La citazione di Jack London tratta dal celebre romanzo Il richiamo della foresta ci introduce a una riflessione profonda sulla condizione umana (e animale), sulle origini dell’estasi, e sul ritorno alle radici più autentiche dell’essere. Attraverso le vicende del cane Buck, London descrive un viaggio di trasformazione che porta l’individuo – umano o animale – a riscoprire la propria essenza primordiale. In questa frase, si esplora uno stato di elevazione estrema: l’estasi vissuta come un totale oblio dell’esistenza, un’esperienza paradossale in cui si è supremamente vivi proprio nel momento in cui ci si dimentica di esserlo.
C’è un’estasi che caratterizza il culmine della vita e oltre la quale la vita non può innalzarsi. E il paradosso di vivere è tale che questa estasi arriva quando si è sommamente vivi e viene come un totale oblio dell’essere vivi.
Questa estasi, questo dimenticarsi di vivere, viene all’artista fuori di sé colto da una vampata di passione; viene durante la battaglia campale al soldato pazzo di guerra quando rifiuta la tregua; e venne a Buck alla testa del branco mentre faceva risuonare il vecchio grido del lupo, teso a inseguire il cibo ancora vivo che fuggiva rapido davanti a lui sotto la luna. Stava scandagliando le profondità della sua natura e di parti della sua natura ancora più profonde di lui, le stesse che risalivano nel grembo del Tempo.
Jack London e l’estasi al culmine della vita
Jack London sottolinea che questa estasi non è un’esperienza ordinaria, ma qualcosa che appartiene al “culmine della vita”, ovvero uno stato di intensità assoluta. È una condizione in cui tutte le forze vitali si concentrano al massimo, dove la consapevolezza razionale viene sostituita da un flusso travolgente di energia. In tale contesto, l’estasi diventa sinonimo di pieno coinvolgimento nell’atto che si sta compiendo, sia esso un’opera d’arte, una battaglia o una caccia.
Per London, quest’estasi rappresenta una forma di trascendenza terrena, accessibile non attraverso la fuga dalla realtà, ma tramite un’immersione profonda nel presente. Essa è l’espressione più pura della vita perché annulla la distanza tra l’individuo e l’azione: chi sperimenta l’estasi, pur dimenticando se stesso, vive un’esistenza più autentica e intensa.
London utilizza tre immagini potenti per illustrare questa idea: l’artista, il soldato e Buck.
L’artista vive l’estasi nel momento in cui è interamente assorbito dall’atto creativo.
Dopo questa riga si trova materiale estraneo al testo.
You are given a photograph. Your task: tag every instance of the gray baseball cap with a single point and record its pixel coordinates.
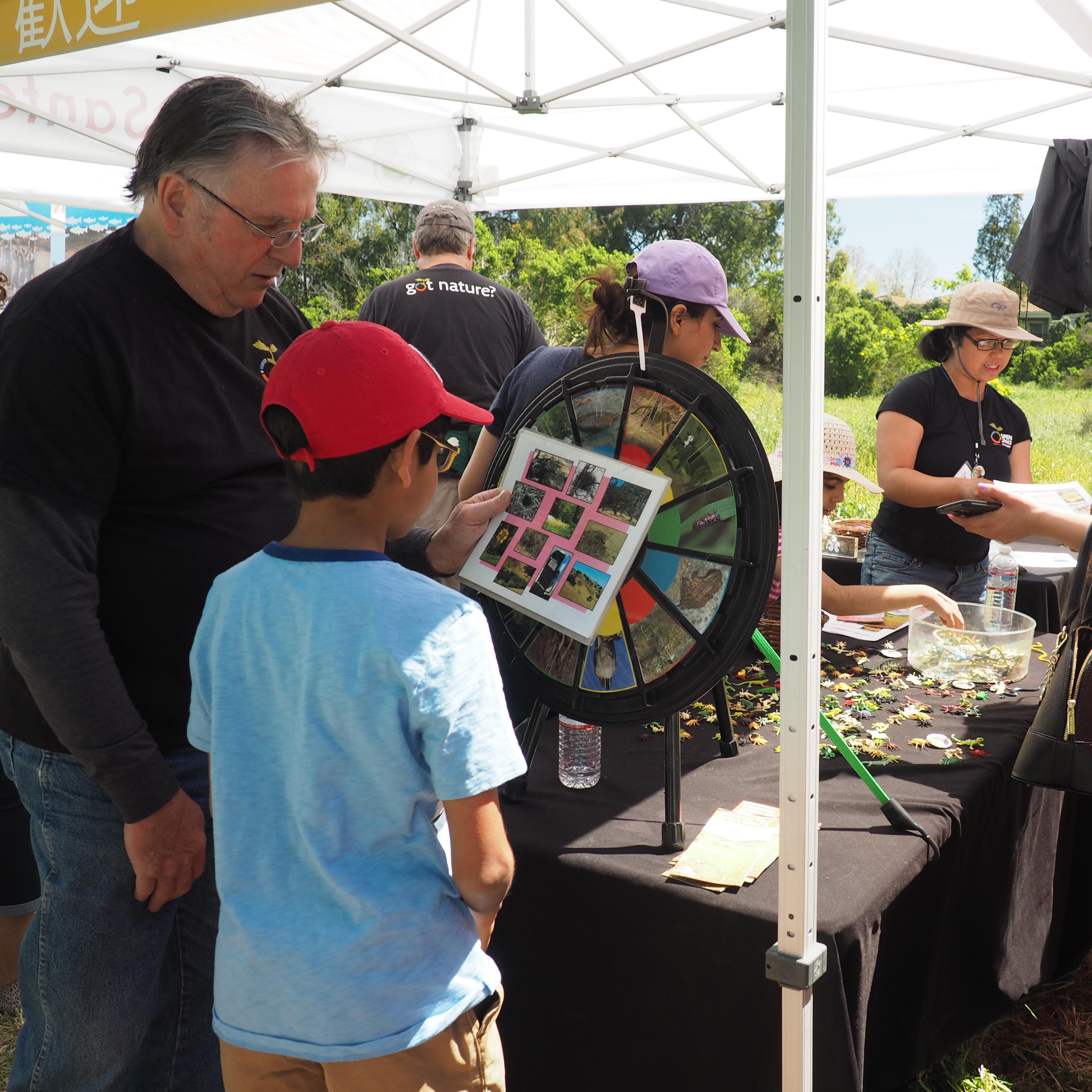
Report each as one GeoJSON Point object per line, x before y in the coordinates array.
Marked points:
{"type": "Point", "coordinates": [447, 212]}
{"type": "Point", "coordinates": [686, 270]}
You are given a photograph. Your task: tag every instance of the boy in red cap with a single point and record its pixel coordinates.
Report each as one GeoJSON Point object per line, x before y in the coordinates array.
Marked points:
{"type": "Point", "coordinates": [340, 697]}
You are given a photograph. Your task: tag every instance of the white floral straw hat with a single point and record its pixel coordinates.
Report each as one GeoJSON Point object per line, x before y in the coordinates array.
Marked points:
{"type": "Point", "coordinates": [839, 453]}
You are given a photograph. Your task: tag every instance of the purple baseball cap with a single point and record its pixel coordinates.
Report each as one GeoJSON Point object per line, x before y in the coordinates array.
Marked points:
{"type": "Point", "coordinates": [686, 270]}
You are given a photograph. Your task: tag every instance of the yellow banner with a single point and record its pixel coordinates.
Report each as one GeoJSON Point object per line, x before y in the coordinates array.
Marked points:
{"type": "Point", "coordinates": [33, 29]}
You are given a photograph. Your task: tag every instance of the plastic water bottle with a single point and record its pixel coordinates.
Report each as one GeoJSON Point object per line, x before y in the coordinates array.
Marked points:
{"type": "Point", "coordinates": [1001, 587]}
{"type": "Point", "coordinates": [579, 753]}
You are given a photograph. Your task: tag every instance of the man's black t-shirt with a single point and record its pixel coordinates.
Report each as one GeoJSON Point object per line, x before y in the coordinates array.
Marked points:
{"type": "Point", "coordinates": [473, 330]}
{"type": "Point", "coordinates": [540, 371]}
{"type": "Point", "coordinates": [951, 428]}
{"type": "Point", "coordinates": [123, 398]}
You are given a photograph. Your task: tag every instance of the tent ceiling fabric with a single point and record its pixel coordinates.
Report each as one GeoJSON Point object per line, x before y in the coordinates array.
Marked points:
{"type": "Point", "coordinates": [702, 123]}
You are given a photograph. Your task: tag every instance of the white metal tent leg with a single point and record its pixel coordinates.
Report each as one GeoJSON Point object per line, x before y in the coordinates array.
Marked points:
{"type": "Point", "coordinates": [798, 959]}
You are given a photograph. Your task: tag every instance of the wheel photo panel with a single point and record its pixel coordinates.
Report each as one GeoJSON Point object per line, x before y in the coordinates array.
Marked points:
{"type": "Point", "coordinates": [573, 529]}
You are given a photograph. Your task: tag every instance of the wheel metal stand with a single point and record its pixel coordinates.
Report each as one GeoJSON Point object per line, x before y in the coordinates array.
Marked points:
{"type": "Point", "coordinates": [529, 734]}
{"type": "Point", "coordinates": [730, 746]}
{"type": "Point", "coordinates": [672, 831]}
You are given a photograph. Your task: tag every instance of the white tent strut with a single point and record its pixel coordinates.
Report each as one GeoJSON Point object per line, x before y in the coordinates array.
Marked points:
{"type": "Point", "coordinates": [337, 74]}
{"type": "Point", "coordinates": [798, 959]}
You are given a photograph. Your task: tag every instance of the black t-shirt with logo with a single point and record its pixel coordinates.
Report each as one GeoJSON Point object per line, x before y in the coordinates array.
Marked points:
{"type": "Point", "coordinates": [951, 428]}
{"type": "Point", "coordinates": [473, 330]}
{"type": "Point", "coordinates": [123, 398]}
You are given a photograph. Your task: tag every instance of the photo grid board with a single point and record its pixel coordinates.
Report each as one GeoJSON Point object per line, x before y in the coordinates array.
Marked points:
{"type": "Point", "coordinates": [574, 527]}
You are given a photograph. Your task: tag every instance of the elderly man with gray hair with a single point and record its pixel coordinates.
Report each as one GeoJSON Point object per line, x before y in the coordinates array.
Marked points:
{"type": "Point", "coordinates": [134, 470]}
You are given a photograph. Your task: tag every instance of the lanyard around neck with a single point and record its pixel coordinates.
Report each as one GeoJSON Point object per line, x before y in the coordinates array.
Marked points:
{"type": "Point", "coordinates": [980, 440]}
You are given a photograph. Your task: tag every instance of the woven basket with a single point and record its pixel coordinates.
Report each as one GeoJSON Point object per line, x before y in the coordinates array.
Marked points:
{"type": "Point", "coordinates": [854, 529]}
{"type": "Point", "coordinates": [769, 625]}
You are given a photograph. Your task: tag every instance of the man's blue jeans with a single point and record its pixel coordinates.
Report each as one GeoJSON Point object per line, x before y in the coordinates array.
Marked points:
{"type": "Point", "coordinates": [115, 998]}
{"type": "Point", "coordinates": [885, 564]}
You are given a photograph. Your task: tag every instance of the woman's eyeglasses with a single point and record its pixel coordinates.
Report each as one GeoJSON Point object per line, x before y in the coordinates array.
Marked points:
{"type": "Point", "coordinates": [447, 455]}
{"type": "Point", "coordinates": [989, 344]}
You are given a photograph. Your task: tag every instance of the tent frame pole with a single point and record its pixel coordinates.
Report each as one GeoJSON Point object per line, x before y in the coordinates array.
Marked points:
{"type": "Point", "coordinates": [798, 959]}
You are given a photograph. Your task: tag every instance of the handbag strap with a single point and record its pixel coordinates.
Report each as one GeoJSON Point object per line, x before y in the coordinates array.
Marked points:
{"type": "Point", "coordinates": [1080, 593]}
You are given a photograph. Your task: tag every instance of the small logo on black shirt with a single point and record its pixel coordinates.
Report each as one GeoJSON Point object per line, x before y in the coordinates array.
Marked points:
{"type": "Point", "coordinates": [266, 368]}
{"type": "Point", "coordinates": [428, 284]}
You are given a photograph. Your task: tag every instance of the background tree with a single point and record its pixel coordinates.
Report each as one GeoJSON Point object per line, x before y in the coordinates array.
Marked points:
{"type": "Point", "coordinates": [996, 239]}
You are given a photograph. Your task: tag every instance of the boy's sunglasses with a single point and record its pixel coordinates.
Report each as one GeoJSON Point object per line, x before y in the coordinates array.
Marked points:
{"type": "Point", "coordinates": [448, 452]}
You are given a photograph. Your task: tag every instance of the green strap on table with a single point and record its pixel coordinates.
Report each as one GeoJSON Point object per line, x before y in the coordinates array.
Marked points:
{"type": "Point", "coordinates": [833, 734]}
{"type": "Point", "coordinates": [895, 813]}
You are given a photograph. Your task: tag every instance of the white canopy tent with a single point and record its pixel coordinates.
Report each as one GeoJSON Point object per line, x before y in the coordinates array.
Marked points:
{"type": "Point", "coordinates": [652, 102]}
{"type": "Point", "coordinates": [659, 101]}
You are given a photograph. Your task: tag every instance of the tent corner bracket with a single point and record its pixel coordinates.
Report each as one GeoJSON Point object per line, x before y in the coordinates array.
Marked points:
{"type": "Point", "coordinates": [797, 972]}
{"type": "Point", "coordinates": [530, 103]}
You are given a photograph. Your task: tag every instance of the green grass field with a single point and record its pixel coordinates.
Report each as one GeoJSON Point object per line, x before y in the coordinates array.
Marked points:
{"type": "Point", "coordinates": [1060, 452]}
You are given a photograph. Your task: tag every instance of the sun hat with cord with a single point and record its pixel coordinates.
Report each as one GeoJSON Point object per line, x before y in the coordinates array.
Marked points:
{"type": "Point", "coordinates": [986, 306]}
{"type": "Point", "coordinates": [839, 453]}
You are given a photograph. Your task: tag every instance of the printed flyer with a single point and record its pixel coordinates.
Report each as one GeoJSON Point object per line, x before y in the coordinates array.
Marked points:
{"type": "Point", "coordinates": [575, 525]}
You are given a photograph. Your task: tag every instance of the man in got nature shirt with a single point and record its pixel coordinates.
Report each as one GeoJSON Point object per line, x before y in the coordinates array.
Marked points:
{"type": "Point", "coordinates": [472, 330]}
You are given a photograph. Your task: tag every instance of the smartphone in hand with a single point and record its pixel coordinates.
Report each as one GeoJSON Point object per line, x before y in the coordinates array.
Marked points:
{"type": "Point", "coordinates": [974, 506]}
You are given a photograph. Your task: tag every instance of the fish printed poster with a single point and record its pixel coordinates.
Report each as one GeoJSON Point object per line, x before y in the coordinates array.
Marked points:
{"type": "Point", "coordinates": [565, 545]}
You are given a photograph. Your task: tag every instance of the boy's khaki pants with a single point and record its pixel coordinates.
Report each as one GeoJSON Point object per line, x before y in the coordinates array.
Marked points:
{"type": "Point", "coordinates": [464, 1058]}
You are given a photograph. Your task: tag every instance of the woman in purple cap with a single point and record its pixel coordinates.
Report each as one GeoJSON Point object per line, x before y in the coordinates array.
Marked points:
{"type": "Point", "coordinates": [684, 275]}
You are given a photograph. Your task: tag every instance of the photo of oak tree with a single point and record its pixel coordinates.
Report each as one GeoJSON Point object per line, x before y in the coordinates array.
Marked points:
{"type": "Point", "coordinates": [548, 470]}
{"type": "Point", "coordinates": [564, 518]}
{"type": "Point", "coordinates": [586, 482]}
{"type": "Point", "coordinates": [625, 502]}
{"type": "Point", "coordinates": [601, 542]}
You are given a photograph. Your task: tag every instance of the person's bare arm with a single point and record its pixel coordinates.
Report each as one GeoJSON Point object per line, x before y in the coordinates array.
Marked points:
{"type": "Point", "coordinates": [873, 599]}
{"type": "Point", "coordinates": [1022, 518]}
{"type": "Point", "coordinates": [482, 863]}
{"type": "Point", "coordinates": [474, 476]}
{"type": "Point", "coordinates": [1020, 464]}
{"type": "Point", "coordinates": [898, 438]}
{"type": "Point", "coordinates": [452, 545]}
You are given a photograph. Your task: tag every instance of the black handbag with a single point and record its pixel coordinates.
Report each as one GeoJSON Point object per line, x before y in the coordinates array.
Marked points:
{"type": "Point", "coordinates": [1058, 751]}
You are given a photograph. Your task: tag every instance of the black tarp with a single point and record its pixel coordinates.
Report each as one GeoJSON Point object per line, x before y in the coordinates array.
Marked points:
{"type": "Point", "coordinates": [1053, 255]}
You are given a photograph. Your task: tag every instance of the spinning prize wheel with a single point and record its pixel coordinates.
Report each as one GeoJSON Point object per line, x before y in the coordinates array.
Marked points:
{"type": "Point", "coordinates": [696, 590]}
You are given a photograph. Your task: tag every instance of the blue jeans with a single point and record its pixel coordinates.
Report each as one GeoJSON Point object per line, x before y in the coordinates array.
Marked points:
{"type": "Point", "coordinates": [115, 998]}
{"type": "Point", "coordinates": [887, 565]}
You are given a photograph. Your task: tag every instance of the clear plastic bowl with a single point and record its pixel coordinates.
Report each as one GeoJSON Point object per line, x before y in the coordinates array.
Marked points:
{"type": "Point", "coordinates": [994, 646]}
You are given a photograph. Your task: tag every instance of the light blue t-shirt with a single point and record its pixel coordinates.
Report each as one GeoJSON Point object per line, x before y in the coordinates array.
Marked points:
{"type": "Point", "coordinates": [340, 696]}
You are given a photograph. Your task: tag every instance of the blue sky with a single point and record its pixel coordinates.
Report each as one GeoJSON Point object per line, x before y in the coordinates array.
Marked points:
{"type": "Point", "coordinates": [943, 229]}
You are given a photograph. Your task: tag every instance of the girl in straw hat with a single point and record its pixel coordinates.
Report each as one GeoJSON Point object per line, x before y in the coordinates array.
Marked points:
{"type": "Point", "coordinates": [839, 467]}
{"type": "Point", "coordinates": [942, 432]}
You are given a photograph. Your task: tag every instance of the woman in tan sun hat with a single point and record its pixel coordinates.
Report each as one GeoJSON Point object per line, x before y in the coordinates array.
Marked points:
{"type": "Point", "coordinates": [939, 433]}
{"type": "Point", "coordinates": [839, 467]}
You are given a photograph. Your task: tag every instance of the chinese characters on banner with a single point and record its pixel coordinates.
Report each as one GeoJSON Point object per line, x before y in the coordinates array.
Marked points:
{"type": "Point", "coordinates": [31, 29]}
{"type": "Point", "coordinates": [33, 32]}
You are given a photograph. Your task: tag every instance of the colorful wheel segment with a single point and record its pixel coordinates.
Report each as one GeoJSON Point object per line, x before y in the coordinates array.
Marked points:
{"type": "Point", "coordinates": [672, 611]}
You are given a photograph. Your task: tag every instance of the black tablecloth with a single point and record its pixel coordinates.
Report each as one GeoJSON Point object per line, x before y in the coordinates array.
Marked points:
{"type": "Point", "coordinates": [1039, 596]}
{"type": "Point", "coordinates": [620, 980]}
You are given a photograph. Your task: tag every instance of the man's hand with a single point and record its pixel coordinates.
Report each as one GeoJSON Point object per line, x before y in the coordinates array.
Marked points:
{"type": "Point", "coordinates": [452, 544]}
{"type": "Point", "coordinates": [1022, 518]}
{"type": "Point", "coordinates": [167, 851]}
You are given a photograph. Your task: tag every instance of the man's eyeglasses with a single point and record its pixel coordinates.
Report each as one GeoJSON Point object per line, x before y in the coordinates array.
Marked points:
{"type": "Point", "coordinates": [278, 240]}
{"type": "Point", "coordinates": [989, 344]}
{"type": "Point", "coordinates": [448, 452]}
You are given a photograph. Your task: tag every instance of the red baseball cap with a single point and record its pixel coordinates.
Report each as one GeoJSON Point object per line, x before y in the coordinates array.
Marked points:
{"type": "Point", "coordinates": [357, 386]}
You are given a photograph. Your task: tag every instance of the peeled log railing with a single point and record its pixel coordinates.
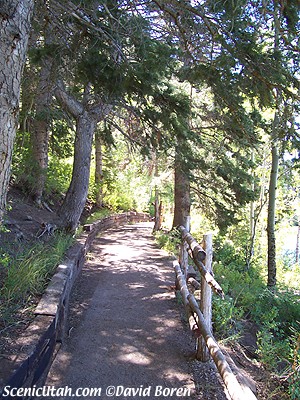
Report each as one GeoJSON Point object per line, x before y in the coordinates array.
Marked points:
{"type": "Point", "coordinates": [200, 317]}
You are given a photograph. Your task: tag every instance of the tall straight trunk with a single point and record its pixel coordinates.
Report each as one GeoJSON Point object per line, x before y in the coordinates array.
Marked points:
{"type": "Point", "coordinates": [87, 116]}
{"type": "Point", "coordinates": [271, 217]}
{"type": "Point", "coordinates": [98, 170]}
{"type": "Point", "coordinates": [182, 199]}
{"type": "Point", "coordinates": [297, 243]}
{"type": "Point", "coordinates": [41, 129]}
{"type": "Point", "coordinates": [75, 199]}
{"type": "Point", "coordinates": [15, 18]}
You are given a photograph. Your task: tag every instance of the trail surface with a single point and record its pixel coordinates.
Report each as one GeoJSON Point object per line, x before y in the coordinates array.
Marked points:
{"type": "Point", "coordinates": [126, 336]}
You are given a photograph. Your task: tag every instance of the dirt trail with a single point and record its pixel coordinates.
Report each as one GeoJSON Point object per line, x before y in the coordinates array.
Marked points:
{"type": "Point", "coordinates": [126, 329]}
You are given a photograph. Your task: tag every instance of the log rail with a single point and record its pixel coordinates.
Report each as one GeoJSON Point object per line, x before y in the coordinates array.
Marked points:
{"type": "Point", "coordinates": [199, 316]}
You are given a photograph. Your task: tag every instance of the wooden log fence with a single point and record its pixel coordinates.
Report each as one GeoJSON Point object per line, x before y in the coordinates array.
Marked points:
{"type": "Point", "coordinates": [199, 316]}
{"type": "Point", "coordinates": [43, 336]}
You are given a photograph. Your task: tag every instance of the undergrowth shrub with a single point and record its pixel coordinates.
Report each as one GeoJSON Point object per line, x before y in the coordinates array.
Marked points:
{"type": "Point", "coordinates": [27, 274]}
{"type": "Point", "coordinates": [276, 313]}
{"type": "Point", "coordinates": [168, 241]}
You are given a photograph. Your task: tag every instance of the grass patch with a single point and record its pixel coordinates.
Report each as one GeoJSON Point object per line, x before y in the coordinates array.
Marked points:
{"type": "Point", "coordinates": [25, 275]}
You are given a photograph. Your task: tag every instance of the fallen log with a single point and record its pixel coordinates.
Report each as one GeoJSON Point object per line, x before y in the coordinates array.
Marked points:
{"type": "Point", "coordinates": [198, 255]}
{"type": "Point", "coordinates": [235, 390]}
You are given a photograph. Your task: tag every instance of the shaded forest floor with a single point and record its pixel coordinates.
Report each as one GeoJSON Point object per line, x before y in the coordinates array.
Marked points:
{"type": "Point", "coordinates": [24, 223]}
Questo stato può essere paragonato al cosiddetto “flusso” descritto dagli psicologi moderni: un’esperienza in cui il tempo e lo spazio sembrano svanire, e l’individuo si ritrova completamente immerso nella propria opera. In quell’istante, l’artista si dimentica di vivere perché è totalmente fuso con il processo creativo.
Anche sul campo di battaglia si può raggiungere un’estasi paradossale. Il soldato, spinto al limite della resistenza fisica e mentale, si perde nel fervore della guerra. In questa situazione estrema, la paura della morte viene superata dall’adrenalina e dall’istinto primordiale di sopravvivenza. Non c’è più consapevolezza di sé: esiste solo l’azione, la lotta, e l’urgenza del momento.
Buck e il richiamo del lupo
Infine, l’estasi di Buck è profondamente legata alla natura. Alla testa del branco, Buck incarna la libertà selvaggia: non è solo un leader, ma l’incarnazione stessa di un istinto ancestrale che lo spinge a inseguire la preda sotto la luce della luna. In questo momento, Buck si riconnette con la sua essenza più profonda, una parte di sé che risale al “grembo del Tempo”. L’istinto del lupo, che vive in lui nonostante la sua natura di cane addomesticato, si risveglia con tutta la sua forza primordiale.
Il viaggio di Buck, nel romanzo, è metafora del ritorno alle origini e alla libertà. Nel mondo civilizzato, Buck vive intrappolato in una realtà artificiale che lo separa dalla sua vera natura. La sua trasformazione da cane domestico a capobranco è una celebrazione del potere della natura di richiamare gli esseri viventi verso la loro autenticità più profonda.
Questo “richiamo della foresta” può essere interpretato come il richiamo delle radici: ciò che è autentico e puro, ma che spesso dimentichiamo nella nostra quotidianità. L’estasi che Buck sperimenta è il culmine di questo ritorno alle origini, uno stato in cui non c’è posto per le convenzioni o per la consapevolezza razionale, ma solo per la fusione con l’istinto e la vita.
Una delle riflessioni più profonde contenute in questa citazione è il paradosso secondo cui l’estasi nasce dall’oblio della vita, ma è anche l’espressione massima del vivere. Questo apparente contrasto riflette l’essenza stessa della condizione umana, in cui momenti di pienezza spesso comportano un distacco dall’io e dalla consapevolezza di esistere.
L’estasi, allora, rappresenta un’apertura verso qualcosa di più grande di sé. Che si tratti della creazione artistica, della lotta per la sopravvivenza o della connessione con la natura, questo stato permette all’individuo di trascendere i limiti della propria esperienza e di riconciliarsi con una realtà universale e primordiale.
La citazione di Jack London invita a considerare l’estasi non solo come un momento raro e straordinario, ma come qualcosa di profondamente legato alla vita. Essa non appartiene solo agli artisti, ai guerrieri o ai leader di un branco: anche noi, nella nostra quotidianità, possiamo sperimentare questa estasi quando siamo interamente presenti in ciò che facciamo, che sia un gesto d’amore, un atto creativo o una connessione con la natura.
London, attraverso le vicende di Buck, ci ricorda che il vero senso della vita non sta solo nella razionalità, ma nella capacità di abbandonarsi a ciò che ci rende vivi nel profondo. La sfida è ascoltare il “richiamo della foresta” che risuona dentro di noi e lasciarsi guidare verso un’estasi autentica, dove la vita tocca il suo culmine.